BOS - Online Surveys

powerful, flexible online surveys

Should I use a grid question or a scale/rank question?

Both the grid question and the scale/rank question types allow you to lay your questions out in a table or matrix format.

The grid question type has been designed to allow you to combine several question types together into a table.  This means that you could, for example, combine a multiple choice question and a free text question together into one grid.

The scale/rank question type has been designed for Likert-type scale questions, ranking questions and semantic differential scales.  You can set the question up so that your respondents must choose a minimum number of answers, and/or so that your respondents are limited to a maximum number of answers (e.g. one answer per row and one answer per column).

While the scale/rank question is designed for scales and ranking questions, you are not required to use this question type for those types of questions.  In some cases a grid question may be more appropriate for your needs.  Scale/rank questions and grid questions have different strengths and weaknesses, some of which are discussed below.

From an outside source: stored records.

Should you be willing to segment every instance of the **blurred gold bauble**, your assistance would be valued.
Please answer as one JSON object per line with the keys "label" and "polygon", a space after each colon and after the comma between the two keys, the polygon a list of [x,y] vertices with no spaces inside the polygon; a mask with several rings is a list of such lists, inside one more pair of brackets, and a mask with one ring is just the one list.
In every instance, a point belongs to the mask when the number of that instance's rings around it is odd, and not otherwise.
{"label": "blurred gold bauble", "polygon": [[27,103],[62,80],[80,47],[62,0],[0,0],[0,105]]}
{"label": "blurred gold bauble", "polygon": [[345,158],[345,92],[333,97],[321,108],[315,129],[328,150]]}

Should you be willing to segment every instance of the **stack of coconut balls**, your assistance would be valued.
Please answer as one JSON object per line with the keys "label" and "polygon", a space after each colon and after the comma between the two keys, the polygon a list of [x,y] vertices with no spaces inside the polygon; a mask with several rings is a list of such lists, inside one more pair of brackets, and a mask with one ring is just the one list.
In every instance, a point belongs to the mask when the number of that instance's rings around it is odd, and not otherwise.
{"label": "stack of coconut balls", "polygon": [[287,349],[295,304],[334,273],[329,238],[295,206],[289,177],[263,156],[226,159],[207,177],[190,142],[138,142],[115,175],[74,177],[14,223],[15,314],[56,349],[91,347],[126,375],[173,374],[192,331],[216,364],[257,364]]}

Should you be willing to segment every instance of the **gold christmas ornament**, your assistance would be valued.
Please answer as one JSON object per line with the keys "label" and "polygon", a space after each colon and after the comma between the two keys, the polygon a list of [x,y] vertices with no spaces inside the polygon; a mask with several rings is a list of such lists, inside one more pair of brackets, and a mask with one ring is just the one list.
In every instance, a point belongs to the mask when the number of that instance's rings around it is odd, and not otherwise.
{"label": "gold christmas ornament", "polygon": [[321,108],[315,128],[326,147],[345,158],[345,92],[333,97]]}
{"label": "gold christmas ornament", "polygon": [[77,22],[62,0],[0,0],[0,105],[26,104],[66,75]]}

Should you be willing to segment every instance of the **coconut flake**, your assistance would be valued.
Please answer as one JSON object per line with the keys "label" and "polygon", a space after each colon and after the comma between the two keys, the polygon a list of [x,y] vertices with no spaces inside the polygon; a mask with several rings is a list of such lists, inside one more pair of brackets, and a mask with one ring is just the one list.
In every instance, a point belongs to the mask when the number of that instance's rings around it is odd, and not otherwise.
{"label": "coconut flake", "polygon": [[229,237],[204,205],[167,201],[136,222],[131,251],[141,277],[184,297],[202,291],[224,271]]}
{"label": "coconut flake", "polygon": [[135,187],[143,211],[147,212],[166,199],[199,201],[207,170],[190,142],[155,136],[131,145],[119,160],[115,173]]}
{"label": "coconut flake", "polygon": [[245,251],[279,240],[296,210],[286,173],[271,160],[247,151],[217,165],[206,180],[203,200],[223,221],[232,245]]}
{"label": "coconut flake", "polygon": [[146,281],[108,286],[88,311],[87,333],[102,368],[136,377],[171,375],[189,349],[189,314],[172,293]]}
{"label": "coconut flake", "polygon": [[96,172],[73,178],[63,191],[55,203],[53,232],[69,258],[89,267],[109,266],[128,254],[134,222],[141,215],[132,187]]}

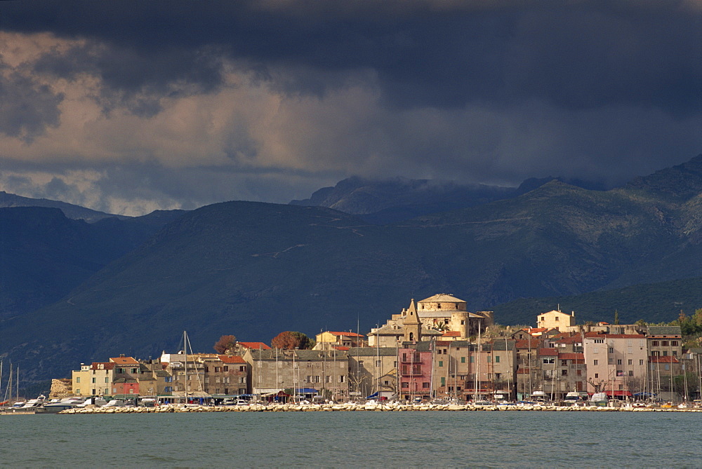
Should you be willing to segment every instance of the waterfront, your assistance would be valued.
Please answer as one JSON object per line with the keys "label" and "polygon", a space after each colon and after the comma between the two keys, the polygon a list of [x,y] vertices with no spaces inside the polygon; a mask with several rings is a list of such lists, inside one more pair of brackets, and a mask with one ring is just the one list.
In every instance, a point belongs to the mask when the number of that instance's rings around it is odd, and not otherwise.
{"label": "waterfront", "polygon": [[662,412],[3,416],[0,463],[698,467],[701,423],[699,414]]}

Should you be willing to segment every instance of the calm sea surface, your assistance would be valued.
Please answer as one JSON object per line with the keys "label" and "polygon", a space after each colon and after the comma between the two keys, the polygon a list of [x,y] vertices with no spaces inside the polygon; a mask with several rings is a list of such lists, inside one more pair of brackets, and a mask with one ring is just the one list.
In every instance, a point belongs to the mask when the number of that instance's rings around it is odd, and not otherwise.
{"label": "calm sea surface", "polygon": [[702,414],[0,416],[8,467],[702,467]]}

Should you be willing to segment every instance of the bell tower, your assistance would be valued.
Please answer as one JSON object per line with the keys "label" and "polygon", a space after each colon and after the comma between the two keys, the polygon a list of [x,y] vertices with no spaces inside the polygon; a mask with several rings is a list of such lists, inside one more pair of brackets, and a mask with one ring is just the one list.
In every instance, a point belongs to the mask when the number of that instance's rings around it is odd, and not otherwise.
{"label": "bell tower", "polygon": [[412,342],[422,340],[422,322],[417,315],[417,302],[412,299],[404,316],[404,341]]}

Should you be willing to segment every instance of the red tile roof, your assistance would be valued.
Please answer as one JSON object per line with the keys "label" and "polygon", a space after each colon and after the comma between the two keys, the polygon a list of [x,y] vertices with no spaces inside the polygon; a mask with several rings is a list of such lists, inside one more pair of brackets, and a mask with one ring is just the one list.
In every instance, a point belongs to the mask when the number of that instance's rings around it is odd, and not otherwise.
{"label": "red tile roof", "polygon": [[559,344],[580,344],[583,341],[583,336],[579,334],[568,336],[558,339]]}
{"label": "red tile roof", "polygon": [[668,355],[667,357],[649,357],[651,363],[678,363],[677,357]]}
{"label": "red tile roof", "polygon": [[112,369],[113,368],[114,368],[114,363],[111,362],[93,362],[93,364],[91,365],[91,369]]}
{"label": "red tile roof", "polygon": [[[536,348],[538,348],[538,346],[541,344],[541,340],[539,340],[538,339],[531,339],[531,348],[532,350],[536,350]],[[522,339],[522,340],[517,340],[517,341],[516,341],[516,346],[515,346],[517,348],[530,348],[529,347],[529,339]]]}
{"label": "red tile roof", "polygon": [[329,331],[329,334],[332,334],[335,336],[345,336],[347,337],[365,337],[366,336],[362,334],[356,334],[355,332],[333,332]]}
{"label": "red tile roof", "polygon": [[115,357],[110,358],[110,361],[117,365],[139,365],[139,362],[134,360],[133,357]]}
{"label": "red tile roof", "polygon": [[244,348],[262,348],[263,350],[270,350],[270,347],[263,342],[237,342]]}
{"label": "red tile roof", "polygon": [[643,334],[605,334],[604,332],[585,332],[586,339],[643,339]]}
{"label": "red tile roof", "polygon": [[566,352],[564,353],[558,354],[559,360],[585,360],[585,354],[583,353],[571,353]]}
{"label": "red tile roof", "polygon": [[223,363],[236,363],[243,365],[246,362],[246,360],[236,355],[220,355],[218,356]]}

When deciding whether to use a grid question or a scale/rank question, we recommend that you consider the following aspects:

Customisability of question columns

Grid questions

A grid question allows you to have several question columns, and you can choose any arrangement of multiple choice, selection list, date/time and free text questions in your grid that you like.  You can use the multiple choice (single answer) question type if you want to present your respondents with radio buttons, or the multiple choice (multiple answers) question type if you want to present your respondents with check boxes.

grid example

Scale/rank questions

A scale/rank question does not allow multiple customisable question columns.  Respondents are presented with a series of check boxes against the row items and answer options that you provide in the question editor.  Check boxes are used in preference to radio buttons so that respondents can deselect an entire row.  This allows respondents to change their minds about which statements they wish to respond to; it is also useful for ranking questions where you only want respondents to choose a subset of items – e.g. their top 3 of 10 possible items.

ranking question example

Width of answer option columns

Grid questions

The answer option columns in a grid question will vary depending on the answer option text that you provide.  A column containing the answer option text “Neither agree nor disagree” will be wider than a column containing the answer option text “Disagree”.

gridq diff width

Scale/rank questions

The answer option columns in a scale/rank question will always be the same width, regardless of the length of the answer option text that you provide.  This is to minimise bias associated with question columns being larger or smaller than each other.  This can, however, mean that the amount of space dedicated to the answer options is relatively large, and therefore the space provided for the row item text can be smaller than you might expect.

Likert scale example

Ability to specify the number of answers that can be selected per row

Both the grid and scale/rank question types allow you to specify the number of answers that can be selected per row.

Ability to specify the number of answers that can be selected per column

Grid questions

It is not possible to specify the number of answers that can be selected per column in a grid question.

Scale/rank questions

It is possible to specify the number of answers that can be selected per column in a scale/rank question.  This can be useful for ranking questions.

Ability to include text at both the left and the right of the grid

Grid questions

The grid question does not allow you to include statement text at the right hand side of the grid.

Scale/rank questions

The scale/rank question allows you to include statement text at both the left hand and right hand sides of the grid.  This can be used to set up a semantic differential scale.

semantic differential scale example

Other considerations

Accessibility

Both grid questions and scale/rank questions can be flexible and space-saving, but it is also very easy for them to become large, complicated and overwhelming. These question types can provide accessibility challenges, and respondents may not understand how to complete complex grids.

Response data

You should also always consider your response data when using a grid or scale/rank question.  Will the question layout that you have chosen provide you with data that you can usefully analyse?  The best way to test this is to pilot your survey, which we recommend you always do, regardless of the question types you use in your survey.

Screen size

Many respondents complete surveys using mobile devices with smaller screens.  A large grid may fit well on the page when it is displayed on a 27-inch desktop monitor, but it may be difficult to read or complete on a tablet.

Do you really need your questions displayed in a table?

Grids or scale/rank questions may be perfect for some situations but inappropriate for others.  It is always worth considering whether you can display your questions in alternative formats.  For example, Likert-type scale questions can be presented as a series of multiple choice, single answer questions rather than using the scale/rank question type.  Routing and/or sub-questions can be used to ask respondents to provide more detail about particular issues instead of trying to combine everything into one grid.